Harvard International Review
- Type: Quarterly newsmagazine
- Format: Magazine
- Publisher: Harvard International Relations Council
- Editor-in-chief: Cate Buchan and William Tan
- Founded: 1979
- Language: English
- Headquarters: 59 Shepard St. #205 Cambridge, MA 02138 United States
- ISSN: 0739-1854
- Website: hir.harvard.edu

= Harvard International Review =

American newsmagazine

The Harvard International Review (HIR) is a quarterly international relations journal published by the Harvard International Relations Council at Harvard University. The HIR offers commentary on global developments in politics, economics, business, science, technology, and culture, as well as interviews with global leaders.

==Structure==
The magazine features quarterly cover topics, broad surveys of developments in international relations (collectively referred to as the Global Notebook), outside perspectives, and interviews. Cover topics in recent years have included analyses of the role agriculture plays in international development, the erosion of trust in modern institutions, and the trade-offs between compromise and defiance.

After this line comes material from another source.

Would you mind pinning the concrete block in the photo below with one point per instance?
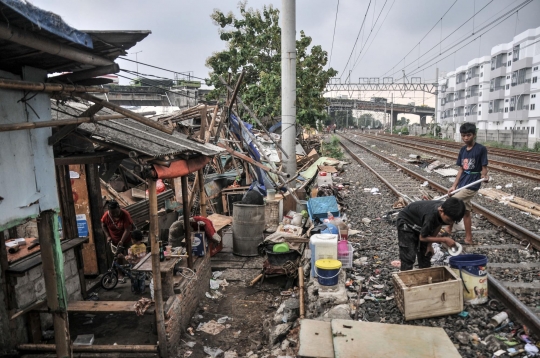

Various boards within the HIR also work to copy-edit articles, design the print magazine, connect with new subscribers and advertisers, and maintain the magazine's website and social media presence. The HIR's website features exclusive content and active blogs on current events. In all, the magazine has a growing readership of over 200,000.

==History==
The HIR was founded in 1979 by a group of undergraduate students in the Harvard International Relations Council, allowing students to analyze foreign affairs in an academic and journalistic forum. After monthly publication early on, the HIR pivoted to quarterly distribution, and began soliciting the perspectives of prominent figures in international relations.

To date, the magazine has featured articles or interviews from over 40 presidents and prime ministers, four UN Secretaries-General, four Nobel Economics Prize laureates, and seven Nobel Peace Prize laureates.

==Notable alumni==
Notable Harvard alumni to have been staff members of the Harvard International Review include Philip A. Brimmer, Erik Brynjolfsson, Congresswoman Elizabeth Esty, Bernard Hebda, Stephen A. Higginson, Ambassador Philip S. Kosnett, David Laibson, Simpsons writer Jeff Martin, Robert McCord, Marc Rotenberg, Phillip Steck, John Weston, Leah Litman, and M. Edward Whelan III.